Slime Soup
By Amie

29 Jul, 2023

I looked at my plate.. Slime again. With a heavy sigh, I squinted my eyes at the odd, greenish substance sitting in my bowl. My stomach grumbled in protest.

"Mom, why do I have to eat this stuff?" I whined, trying to keep the disappointment out of my voice but failing miserably.

"Because dad won't bring money," mom muttered through gritted teeth, angrily picking at her own serving of the weird soup.

It wasn't actually just slime, but it sure looked like it. Mom called it 'soup', but I had seen better looking things in horror movies.

I couldn't deny I was hungry, so I just sucked it up and forced myself to eat the nasty stuff. It was a struggle, but I knew I had to do it for my little brother.

After eating, I took my brother to bed. He was only six and didn't fully understand everything yet. I hoped he would never have to.

Walking down the hallway to my room, I stopped before my mother's door. I pressed my ear against the cold wood, straining to hear any sounds.

Why was mommy crying? Daddy still wasn't home, and I could hear her sobs through the door. It made my heart ache.

"I wish I could help mommy," I quietly whispered to myself. It was a helpless feeling, wanting to help but not knowing how.

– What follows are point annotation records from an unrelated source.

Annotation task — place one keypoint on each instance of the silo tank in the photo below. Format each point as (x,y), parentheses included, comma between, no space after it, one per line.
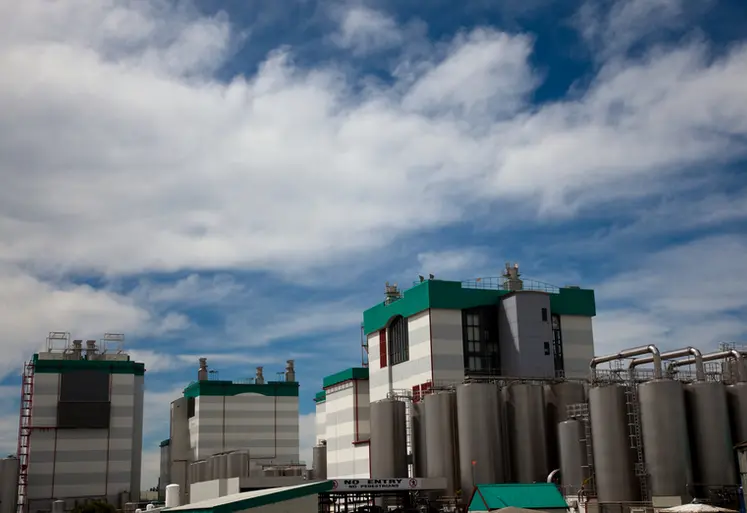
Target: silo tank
(527,435)
(558,396)
(710,434)
(417,425)
(441,440)
(480,436)
(388,439)
(737,396)
(614,461)
(665,440)
(574,468)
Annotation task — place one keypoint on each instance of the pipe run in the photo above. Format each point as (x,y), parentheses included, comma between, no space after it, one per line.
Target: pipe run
(738,357)
(629,353)
(697,358)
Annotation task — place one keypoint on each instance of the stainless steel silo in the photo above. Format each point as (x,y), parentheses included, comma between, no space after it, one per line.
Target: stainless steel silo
(418,434)
(480,436)
(737,396)
(527,435)
(558,396)
(665,438)
(614,460)
(710,435)
(441,441)
(388,439)
(574,468)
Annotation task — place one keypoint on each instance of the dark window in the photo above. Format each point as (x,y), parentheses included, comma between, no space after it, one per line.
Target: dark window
(399,341)
(557,346)
(480,341)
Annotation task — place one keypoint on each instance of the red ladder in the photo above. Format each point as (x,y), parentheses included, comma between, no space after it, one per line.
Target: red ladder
(24,434)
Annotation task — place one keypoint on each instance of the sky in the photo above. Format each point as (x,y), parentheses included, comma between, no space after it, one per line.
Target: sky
(238,180)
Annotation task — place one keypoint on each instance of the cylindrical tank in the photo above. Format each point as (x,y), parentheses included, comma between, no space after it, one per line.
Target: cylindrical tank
(441,441)
(527,435)
(320,461)
(418,434)
(710,434)
(388,439)
(737,396)
(665,440)
(558,396)
(480,436)
(614,462)
(573,460)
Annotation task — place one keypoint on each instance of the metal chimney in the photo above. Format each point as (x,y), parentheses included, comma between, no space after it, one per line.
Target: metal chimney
(202,373)
(290,371)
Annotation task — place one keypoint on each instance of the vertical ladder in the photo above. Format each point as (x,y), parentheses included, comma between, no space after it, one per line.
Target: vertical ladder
(636,440)
(24,434)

In my room, I picked up my worn-out raccoon stuffed animal. Daddy had given it to me before things became bad, when he was still here all the time.

Back when daddy was happy and didn't yell at mommy. When mommy didn't cry so much, and when we didn't have to eat 'slime' for dinner.

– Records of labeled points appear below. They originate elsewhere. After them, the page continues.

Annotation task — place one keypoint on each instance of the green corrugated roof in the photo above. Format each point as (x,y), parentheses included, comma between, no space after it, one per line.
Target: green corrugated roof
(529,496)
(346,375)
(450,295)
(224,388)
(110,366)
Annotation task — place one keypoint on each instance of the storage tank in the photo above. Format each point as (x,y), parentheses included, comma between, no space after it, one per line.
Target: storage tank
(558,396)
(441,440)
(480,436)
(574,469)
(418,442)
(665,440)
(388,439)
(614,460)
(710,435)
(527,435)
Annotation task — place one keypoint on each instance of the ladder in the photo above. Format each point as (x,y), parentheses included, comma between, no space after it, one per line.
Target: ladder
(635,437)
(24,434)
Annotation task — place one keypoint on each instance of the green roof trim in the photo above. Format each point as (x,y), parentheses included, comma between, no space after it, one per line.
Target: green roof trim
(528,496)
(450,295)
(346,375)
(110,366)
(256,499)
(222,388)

The stuffed animal's eyes were damaged, one of them missing. It had seen better days, just like us.

My brother had terrorized the poor thing, but he was only eight, I couldn't be mad at him. He didn't understand.

I grabbed my blanket and slid under it, hugging my stuffed animal tight. It felt like the only piece of comfort left in this house.

My thoughts were heavy as I lay in the dark. I knew things couldn't continue like this, but I felt powerless to change the situation.

I wished daddy would come home and be happy again. I wished mommy wouldn't cry so much. I wished we didn't have to eat 'slime' every night.

But most of all, I wished for a time when things were normal and we were a happy family. When we all felt safe and loved.

I clung to my worn-out raccoon stuffed animal, whispering a quiet prayer into the dark that things would get better soon.

I needed to be strong, not just for myself but also for my little brother. He was young and innocent, and deserved a better life than this.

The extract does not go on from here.